La séance solennelle célébrant le 51e anniversaire du 25 avril 1974 à l’Assemblée de la République, prévue à 10h00, se tiendra au cours d’une période de deuil national de trois jours décrétée par le gouvernement en raison du décès du pape François et commencera ainsi par un vote de condoléances.
Le chef de l’État, qui achèvera son deuxième et dernier mandat présidentiel en mars de l’année prochaine, interviendra avant de se rendre au Vatican pour les funérailles du Pape, dans un contexte interne de précampagne pour les élections législatives anticipées du 18 mai.
En 2024, les 50 ans du 25 avril ont été célébrés peu après la prise de fonction du gouvernement minoritaire PSD/CDS-PP dirigé par Luís Montenegro, qui a chuté en mars de cette année lorsque la motion de confiance présentée au parlement a été rejetée, au cours d’une crise politique déclenchée par une entreprise familiale du Premier ministre.
Dans son discours prononcé il y a un an, Marcelo Rebelo de Sousa a évoqué les figures de la démocratie portugaise des cinq dernières décennies, telles que Eanes, Soares, Sá Carneiro, Cunhal, Freitas do Amaral et Cavaco Silva, et a estimé que rien dans l’histoire contemporaine européenne ne se compare à la Révolution des Œillets, compte tenu des changements qu’elle a entraînés.
À l’occasion des 50 ans du 25 avril, il a lancé un appel pour que l’on ait « l’humilité et l’intelligence de préférer toujours la démocratie, même imparfaite, à la dictature ».
Plus tard, Marcelo Rebelo de Sousa a participé à une séance conjointe avec les chefs d’État d’Angola, du Cap-Vert, de la Guinée-Bissau, du Mozambique, de São Tomé-et-Principe et du Timor-Leste, au cours de laquelle il a célébré « les patries et les peuples frères » des anciennes colonies du Portugal « que le 25 avril a unies ».
« Du passé colonial, nous gardons tous les souvenirs et les leçons qui doivent nous guider dans l’avenir », a-t-il affirmé lors de cette réunion tenue au Centre Culturel de Belém, à Lisbonne.
En 2023, l’Assemblée de la République a commémoré le 25 avril en présence du président du Brésil, qui a prononcé un discours lors d’une séance de bienvenue où l’IL a laissé quasiment toutes ses places vides et où Chega a brandi des pancartes et frappé sur les bancs, en signe de protestation contre Lula da Silva.
Marcelo Rebelo de Sousa a soutenu que la présence du président du Brésil avait tout son sens, ce pays étant « précurseur dans la décolonisation », et a souligné que le Portugal devait non seulement « présenter des excuses, bien sûr, » mais aussi « assumer la responsabilité » de tout ce qu’il a fait dans le passé colonial.

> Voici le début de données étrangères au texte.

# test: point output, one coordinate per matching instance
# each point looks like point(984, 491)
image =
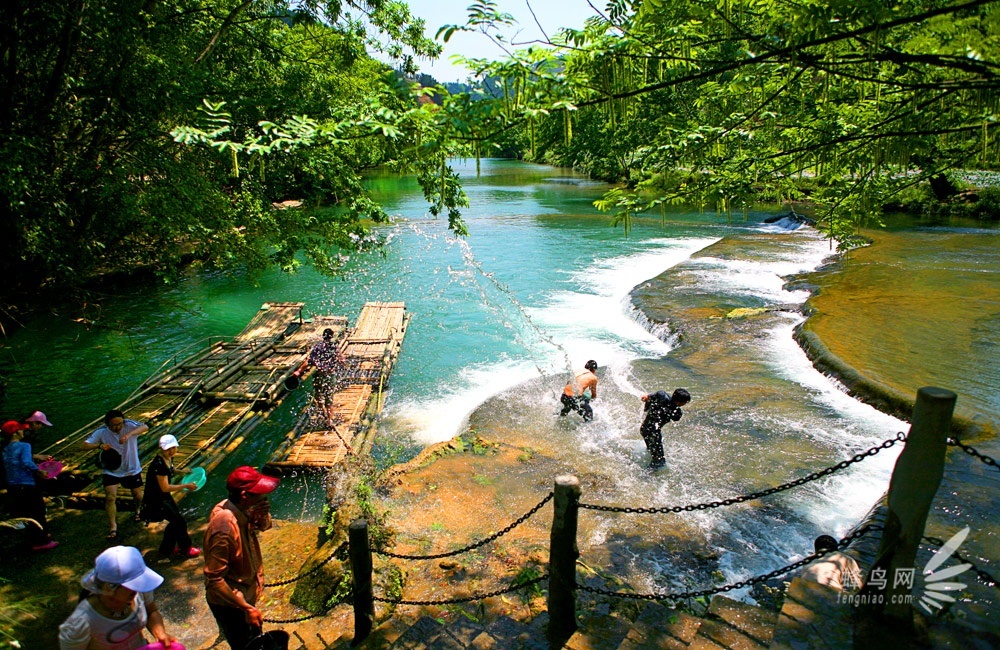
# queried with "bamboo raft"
point(210, 400)
point(370, 351)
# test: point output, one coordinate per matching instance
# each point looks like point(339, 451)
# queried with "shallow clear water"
point(542, 284)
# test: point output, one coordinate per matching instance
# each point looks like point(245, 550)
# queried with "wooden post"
point(563, 553)
point(361, 579)
point(915, 481)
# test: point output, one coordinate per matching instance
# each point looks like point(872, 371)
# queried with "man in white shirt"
point(118, 435)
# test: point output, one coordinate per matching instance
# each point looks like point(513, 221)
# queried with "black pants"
point(652, 435)
point(579, 404)
point(233, 625)
point(175, 535)
point(26, 501)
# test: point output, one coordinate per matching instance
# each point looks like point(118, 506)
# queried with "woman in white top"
point(118, 605)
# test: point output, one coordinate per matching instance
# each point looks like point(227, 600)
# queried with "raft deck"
point(370, 351)
point(210, 400)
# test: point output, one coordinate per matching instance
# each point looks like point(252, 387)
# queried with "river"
point(541, 285)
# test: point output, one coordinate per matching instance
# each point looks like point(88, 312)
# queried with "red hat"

Le Jour de la Liberté de 2022, face à la guerre en Ukraine, envahie deux mois auparavant par les forces de la Fédération de Russie, le président a dédié son intervention aux forces armées portugaises, pour lesquelles il a demandé « plus de moyens indispensables ».
Depuis qu’il a assumé la charge de l’État en 2016, l’ancien président du PSD est apparu lors des séances commémoratives du 25 avril un œillet à la main, mais l’année dernière, il a préféré entrer dans l’hémicycle avec la fleur de la révolution à la boutonnière.
Lorsqu’il a fait ses débuts dans ces cérémonies, il a déclaré que son œillet rouge était un cadeau de jeunes, symbole de « tout ce qui reste à faire », et a exhorté à « des consensus sectoriels de régime ».
En 2017, il a salué les « victoires » dans les finances et l’économie, mais a réclamé « plus de création de richesse et une meilleure distribution », ainsi que plus de transparence et d’efficacité de la part du pouvoir politique pour prévenir les « soi-disant populismes anti-institutionnels ».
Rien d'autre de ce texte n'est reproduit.